We’ve got a video of the two-headed serpent, and we explain this and other events and anomalies captured on video. And, our admonition to folks was, ‘Please keep those cameras rolling.’ And people are doing that, and they’re sending the videos to us. So, we’re busy and happily so.

M&C: What has been the biggest surprise or revelation to you?

Tony Harris: I think one of the biggest revelations has been the willingness of people to go to extraordinary lengths to try to create a viral moment.

Just extraordinary lengths. One of the reasons we needed to up our game is the lengths people go with available technology to create viral moments, and they’re not doing it to fool us or other shows.

They’re doing it to create a moment to get buzz where the material is out there and to increase their fame or trick us into believing hoaxes and whatever else.

But one of the revelations this season is that people are using the available technology to create amazingly good imagery, whether it’s CGI or other available technology.

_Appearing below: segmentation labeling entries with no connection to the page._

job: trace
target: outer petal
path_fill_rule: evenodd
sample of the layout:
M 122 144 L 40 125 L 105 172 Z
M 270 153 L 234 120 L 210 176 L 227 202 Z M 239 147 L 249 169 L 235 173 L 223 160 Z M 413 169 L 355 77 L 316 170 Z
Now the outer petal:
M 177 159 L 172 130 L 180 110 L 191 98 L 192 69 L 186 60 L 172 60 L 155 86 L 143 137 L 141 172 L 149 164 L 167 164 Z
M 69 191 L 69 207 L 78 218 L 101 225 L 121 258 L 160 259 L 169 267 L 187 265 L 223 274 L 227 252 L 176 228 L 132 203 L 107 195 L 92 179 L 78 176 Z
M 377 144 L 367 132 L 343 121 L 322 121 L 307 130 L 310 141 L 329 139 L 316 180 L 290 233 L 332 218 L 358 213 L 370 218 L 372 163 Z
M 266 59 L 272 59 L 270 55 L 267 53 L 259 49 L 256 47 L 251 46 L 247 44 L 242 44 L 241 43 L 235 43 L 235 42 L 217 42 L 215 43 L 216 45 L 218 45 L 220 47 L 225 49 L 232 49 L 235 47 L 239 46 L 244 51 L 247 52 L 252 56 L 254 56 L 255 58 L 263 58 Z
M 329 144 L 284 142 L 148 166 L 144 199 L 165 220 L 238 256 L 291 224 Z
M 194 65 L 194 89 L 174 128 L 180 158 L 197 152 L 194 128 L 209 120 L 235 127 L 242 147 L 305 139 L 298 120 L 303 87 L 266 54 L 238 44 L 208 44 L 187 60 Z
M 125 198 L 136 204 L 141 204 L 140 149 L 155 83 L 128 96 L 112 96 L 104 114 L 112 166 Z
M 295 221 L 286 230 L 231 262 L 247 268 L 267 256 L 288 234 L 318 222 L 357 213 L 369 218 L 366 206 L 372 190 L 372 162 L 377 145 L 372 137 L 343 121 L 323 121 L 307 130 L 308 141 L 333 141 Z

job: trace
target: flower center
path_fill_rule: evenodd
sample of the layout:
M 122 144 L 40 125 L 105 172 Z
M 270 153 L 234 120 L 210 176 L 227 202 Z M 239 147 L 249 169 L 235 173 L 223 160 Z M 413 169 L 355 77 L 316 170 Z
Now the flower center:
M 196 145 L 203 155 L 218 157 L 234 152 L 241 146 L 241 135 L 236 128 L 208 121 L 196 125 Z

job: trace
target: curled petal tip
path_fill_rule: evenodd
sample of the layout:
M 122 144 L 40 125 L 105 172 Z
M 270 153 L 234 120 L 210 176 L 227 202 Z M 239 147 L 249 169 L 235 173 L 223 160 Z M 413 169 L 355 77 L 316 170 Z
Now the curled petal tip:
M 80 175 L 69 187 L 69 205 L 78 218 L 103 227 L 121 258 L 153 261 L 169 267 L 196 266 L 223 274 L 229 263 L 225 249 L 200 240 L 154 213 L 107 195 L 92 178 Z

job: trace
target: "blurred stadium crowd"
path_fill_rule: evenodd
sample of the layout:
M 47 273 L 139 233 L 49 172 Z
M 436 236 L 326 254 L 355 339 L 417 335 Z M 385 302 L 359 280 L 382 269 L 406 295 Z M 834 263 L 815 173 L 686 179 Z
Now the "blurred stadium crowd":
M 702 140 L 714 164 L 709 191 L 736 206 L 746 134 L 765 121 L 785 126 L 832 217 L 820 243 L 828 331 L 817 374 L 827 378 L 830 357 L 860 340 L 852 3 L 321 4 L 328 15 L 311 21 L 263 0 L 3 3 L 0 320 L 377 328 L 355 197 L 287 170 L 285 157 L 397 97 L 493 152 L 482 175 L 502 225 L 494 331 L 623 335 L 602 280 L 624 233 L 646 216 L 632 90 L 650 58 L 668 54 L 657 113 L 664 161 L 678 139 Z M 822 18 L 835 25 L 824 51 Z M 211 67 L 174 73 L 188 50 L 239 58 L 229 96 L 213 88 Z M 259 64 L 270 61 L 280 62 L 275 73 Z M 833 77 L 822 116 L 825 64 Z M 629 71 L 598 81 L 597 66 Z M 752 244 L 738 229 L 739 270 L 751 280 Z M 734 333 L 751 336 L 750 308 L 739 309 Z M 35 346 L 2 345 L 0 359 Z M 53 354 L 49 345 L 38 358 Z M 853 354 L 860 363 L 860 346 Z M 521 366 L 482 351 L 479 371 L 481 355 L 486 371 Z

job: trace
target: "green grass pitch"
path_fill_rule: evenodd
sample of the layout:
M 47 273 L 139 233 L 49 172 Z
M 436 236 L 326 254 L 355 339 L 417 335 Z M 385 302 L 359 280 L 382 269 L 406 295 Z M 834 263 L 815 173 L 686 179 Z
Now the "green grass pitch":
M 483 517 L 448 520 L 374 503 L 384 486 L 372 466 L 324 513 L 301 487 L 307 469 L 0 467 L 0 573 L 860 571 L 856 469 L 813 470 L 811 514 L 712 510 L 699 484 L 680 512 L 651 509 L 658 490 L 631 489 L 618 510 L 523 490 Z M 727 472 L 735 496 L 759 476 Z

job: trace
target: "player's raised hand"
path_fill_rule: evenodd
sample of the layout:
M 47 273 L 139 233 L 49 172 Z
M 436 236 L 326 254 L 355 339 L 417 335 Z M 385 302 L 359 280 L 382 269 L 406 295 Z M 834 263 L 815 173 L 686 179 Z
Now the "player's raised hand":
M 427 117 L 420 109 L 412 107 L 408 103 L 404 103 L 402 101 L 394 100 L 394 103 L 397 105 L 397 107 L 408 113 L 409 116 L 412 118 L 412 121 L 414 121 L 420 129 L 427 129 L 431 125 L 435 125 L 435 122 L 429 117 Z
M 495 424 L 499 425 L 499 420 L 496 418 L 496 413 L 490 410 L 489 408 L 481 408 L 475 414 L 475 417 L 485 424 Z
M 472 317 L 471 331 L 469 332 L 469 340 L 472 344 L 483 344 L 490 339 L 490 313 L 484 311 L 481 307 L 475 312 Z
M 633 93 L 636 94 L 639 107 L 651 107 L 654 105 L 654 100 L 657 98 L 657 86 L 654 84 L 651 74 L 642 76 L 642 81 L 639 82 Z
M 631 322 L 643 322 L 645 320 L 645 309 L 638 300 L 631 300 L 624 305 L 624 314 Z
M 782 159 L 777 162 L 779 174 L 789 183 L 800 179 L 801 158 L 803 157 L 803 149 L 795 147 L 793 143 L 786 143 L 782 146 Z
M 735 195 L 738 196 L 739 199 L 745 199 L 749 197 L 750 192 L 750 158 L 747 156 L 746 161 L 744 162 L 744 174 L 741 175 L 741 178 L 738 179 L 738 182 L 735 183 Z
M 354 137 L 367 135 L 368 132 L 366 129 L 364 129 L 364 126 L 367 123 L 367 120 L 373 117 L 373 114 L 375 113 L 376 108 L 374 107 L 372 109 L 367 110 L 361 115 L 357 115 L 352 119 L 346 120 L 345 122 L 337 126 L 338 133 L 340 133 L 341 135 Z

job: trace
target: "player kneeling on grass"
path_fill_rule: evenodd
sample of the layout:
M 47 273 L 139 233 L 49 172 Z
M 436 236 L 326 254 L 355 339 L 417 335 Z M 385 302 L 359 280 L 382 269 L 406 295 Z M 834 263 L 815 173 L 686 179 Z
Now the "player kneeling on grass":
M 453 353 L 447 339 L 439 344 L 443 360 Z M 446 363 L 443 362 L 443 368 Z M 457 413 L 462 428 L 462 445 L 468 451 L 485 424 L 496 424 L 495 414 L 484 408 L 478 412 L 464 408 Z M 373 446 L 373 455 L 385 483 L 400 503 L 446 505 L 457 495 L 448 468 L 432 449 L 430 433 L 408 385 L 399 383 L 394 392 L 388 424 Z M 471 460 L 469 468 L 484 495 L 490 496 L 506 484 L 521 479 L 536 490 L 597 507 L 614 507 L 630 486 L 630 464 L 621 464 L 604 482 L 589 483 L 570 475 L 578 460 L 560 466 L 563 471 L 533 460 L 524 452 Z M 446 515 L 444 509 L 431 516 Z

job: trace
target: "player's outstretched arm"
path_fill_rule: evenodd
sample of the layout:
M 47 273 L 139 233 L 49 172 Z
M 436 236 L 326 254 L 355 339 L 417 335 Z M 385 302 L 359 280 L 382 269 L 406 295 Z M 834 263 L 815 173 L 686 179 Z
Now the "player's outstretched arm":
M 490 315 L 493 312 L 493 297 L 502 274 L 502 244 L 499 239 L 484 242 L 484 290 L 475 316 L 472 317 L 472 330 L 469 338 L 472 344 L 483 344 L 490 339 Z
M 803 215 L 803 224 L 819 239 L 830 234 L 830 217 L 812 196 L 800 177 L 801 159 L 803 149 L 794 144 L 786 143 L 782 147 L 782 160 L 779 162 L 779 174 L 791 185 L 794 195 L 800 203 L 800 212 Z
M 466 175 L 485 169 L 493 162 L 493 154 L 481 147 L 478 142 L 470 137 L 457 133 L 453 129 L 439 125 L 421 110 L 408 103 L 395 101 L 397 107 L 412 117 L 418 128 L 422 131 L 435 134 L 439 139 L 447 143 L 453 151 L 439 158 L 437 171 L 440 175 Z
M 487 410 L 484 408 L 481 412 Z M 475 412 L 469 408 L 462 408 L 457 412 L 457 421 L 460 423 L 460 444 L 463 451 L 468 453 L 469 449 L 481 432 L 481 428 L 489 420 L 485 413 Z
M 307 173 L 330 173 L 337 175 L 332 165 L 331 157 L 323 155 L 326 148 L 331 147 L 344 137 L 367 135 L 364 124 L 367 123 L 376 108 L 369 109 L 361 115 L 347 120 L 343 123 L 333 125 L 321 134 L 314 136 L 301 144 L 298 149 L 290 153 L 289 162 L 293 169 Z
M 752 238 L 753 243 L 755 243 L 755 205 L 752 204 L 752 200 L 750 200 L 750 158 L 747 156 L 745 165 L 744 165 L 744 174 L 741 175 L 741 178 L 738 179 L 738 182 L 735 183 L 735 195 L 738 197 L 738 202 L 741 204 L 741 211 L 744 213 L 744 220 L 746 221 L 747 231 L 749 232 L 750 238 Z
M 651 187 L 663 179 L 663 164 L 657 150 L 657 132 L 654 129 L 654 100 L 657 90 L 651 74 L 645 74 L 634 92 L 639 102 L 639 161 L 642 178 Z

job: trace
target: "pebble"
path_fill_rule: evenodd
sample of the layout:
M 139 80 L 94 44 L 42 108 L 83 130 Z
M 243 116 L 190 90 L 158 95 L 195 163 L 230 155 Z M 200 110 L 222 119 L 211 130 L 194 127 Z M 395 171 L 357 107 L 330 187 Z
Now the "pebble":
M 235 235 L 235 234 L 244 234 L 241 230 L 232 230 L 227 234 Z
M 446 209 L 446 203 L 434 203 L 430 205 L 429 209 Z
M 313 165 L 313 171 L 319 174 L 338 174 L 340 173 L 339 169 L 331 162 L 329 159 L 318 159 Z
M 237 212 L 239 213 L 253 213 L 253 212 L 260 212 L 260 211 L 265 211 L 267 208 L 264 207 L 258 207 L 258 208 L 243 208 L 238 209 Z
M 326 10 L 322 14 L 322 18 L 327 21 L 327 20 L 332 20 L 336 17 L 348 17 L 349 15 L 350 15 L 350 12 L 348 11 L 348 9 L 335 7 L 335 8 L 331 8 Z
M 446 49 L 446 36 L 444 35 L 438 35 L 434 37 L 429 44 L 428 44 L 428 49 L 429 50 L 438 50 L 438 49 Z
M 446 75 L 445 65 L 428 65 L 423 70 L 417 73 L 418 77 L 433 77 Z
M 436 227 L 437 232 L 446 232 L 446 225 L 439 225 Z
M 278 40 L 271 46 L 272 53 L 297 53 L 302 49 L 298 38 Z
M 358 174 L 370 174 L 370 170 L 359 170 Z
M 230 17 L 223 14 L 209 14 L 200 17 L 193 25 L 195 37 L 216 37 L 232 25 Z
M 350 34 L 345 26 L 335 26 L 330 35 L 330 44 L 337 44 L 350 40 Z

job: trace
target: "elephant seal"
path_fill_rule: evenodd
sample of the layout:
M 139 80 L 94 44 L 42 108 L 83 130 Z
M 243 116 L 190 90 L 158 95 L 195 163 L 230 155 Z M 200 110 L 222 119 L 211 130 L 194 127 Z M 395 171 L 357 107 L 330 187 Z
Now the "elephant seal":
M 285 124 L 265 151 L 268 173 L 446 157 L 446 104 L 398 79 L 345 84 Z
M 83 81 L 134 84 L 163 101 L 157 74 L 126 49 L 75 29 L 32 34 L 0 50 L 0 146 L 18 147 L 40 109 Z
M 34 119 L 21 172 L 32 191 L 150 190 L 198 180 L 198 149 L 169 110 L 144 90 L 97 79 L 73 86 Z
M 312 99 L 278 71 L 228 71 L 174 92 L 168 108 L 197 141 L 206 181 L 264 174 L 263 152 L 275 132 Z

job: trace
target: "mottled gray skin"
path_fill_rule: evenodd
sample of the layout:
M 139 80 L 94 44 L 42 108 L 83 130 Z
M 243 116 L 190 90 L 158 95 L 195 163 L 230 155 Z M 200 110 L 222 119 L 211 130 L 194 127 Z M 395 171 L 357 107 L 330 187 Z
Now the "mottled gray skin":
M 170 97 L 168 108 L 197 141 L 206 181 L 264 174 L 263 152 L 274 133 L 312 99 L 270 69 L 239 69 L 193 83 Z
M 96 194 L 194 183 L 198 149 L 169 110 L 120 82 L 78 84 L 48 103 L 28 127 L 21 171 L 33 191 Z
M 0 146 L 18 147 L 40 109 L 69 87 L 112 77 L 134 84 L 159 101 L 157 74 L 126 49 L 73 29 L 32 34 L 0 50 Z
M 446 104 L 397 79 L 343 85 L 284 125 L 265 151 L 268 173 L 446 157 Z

Okay. But that’s why you bring on board some of the best people in the business to dissect all of that and figure it out for the audience.

That goes back to your initial point about trust, and what can you believe? It is one of the show’s beauties, and we ended up being a clearinghouse and aggregator for all of this material. And, to the extent that we can get to as much of it as possible, thank goodness we got more episodes this season.

We can sort the hoaxsters, the false videos, and the people who are just trying to create a moment to grab some fame at the expense of people looking for answers in this space and are true believers in the space. That continues to be the surprise and revelation, maybe more so in the second season than even in the first.

The other thing is some of the testimonials of the people who talk about that video they’ve recorded. So another revelation is the deep sense of people who believe we’re not alone in the universe. They believe, and scientists have confirmed that there were other universes, but people believe that there is life beyond what we know on Earth.

So the first piece is the extent to which people will use the technology to create elaborate kinds of hoaxes. And then the other thing is the desire of people to understand the universe and the air, the land, and the sea better and what’s here with us now.

The Proof is Out There is back September 17, 2021, at 10/9c on History Channel.